This man knew that it was wise; that those who were like to it were wise also: wise with the only wisdom which is honored of other men.

He had been unwise—always; and therefore he stood, watching the sun die, with hunger in his soul, with famine in his body.

For many months he had been half famished, as were the wolves in his own northern mountains in the winter solstice. For seven days he had only been able to crush a crust of hard black bread between his teeth. For twenty hours he had not done even so much as this. The trencher in his trestle was empty; and he had not wherewithal to refill it.

He might have found some to fill it for him, no doubt. He lived amidst the poor, and the poor to the poor are good, though they are bad and bitter to the rich.

But he did not open either his lips or his hand. He consumed his heart in silence; and his vitals preyed in anguish on themselves without his yielding to their torments.

He was a madman; and Cato, who measured the godliness of men by what they gained, would have held him accursed—the madness that starves and is silent for an idea is an insanity, scouted by the world and the gods. For it is an insanity unfruitful, except to the future. And for the future who cares,—save the madmen themselves?

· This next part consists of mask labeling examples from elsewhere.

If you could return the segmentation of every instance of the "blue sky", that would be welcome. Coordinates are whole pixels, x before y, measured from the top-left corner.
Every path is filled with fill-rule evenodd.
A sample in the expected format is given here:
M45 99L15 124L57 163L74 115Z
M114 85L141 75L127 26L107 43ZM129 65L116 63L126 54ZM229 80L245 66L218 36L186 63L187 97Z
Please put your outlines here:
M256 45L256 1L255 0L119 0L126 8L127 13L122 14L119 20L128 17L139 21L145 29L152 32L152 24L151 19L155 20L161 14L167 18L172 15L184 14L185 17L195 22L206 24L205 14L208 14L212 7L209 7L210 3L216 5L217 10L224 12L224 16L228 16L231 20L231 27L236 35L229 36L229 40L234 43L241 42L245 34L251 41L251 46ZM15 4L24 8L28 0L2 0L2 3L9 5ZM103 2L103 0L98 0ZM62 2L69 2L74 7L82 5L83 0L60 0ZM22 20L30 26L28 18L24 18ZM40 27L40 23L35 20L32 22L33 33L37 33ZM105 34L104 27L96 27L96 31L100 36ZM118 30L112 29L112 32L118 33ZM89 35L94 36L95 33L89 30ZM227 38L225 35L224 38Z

He watched the spider as it went.

It could not speak to him as its fellow once spoke in the old Scottish story. To hear as that captive heard, the hearer must have hope, and a kingdom—if only in dreams.

This man had no hope; he had a kingdom, indeed, but it was not of earth; and in an hour of sheer cruel bodily pain earth alone has dominion and power and worth.

The spider crawled across the gray wall; across the glow from the vanished sun; across a coil of a dead passion-vine that strayed over the floor, across the classic shape of a great cartoon drawn in chalks upon the dull rugged surface of stone.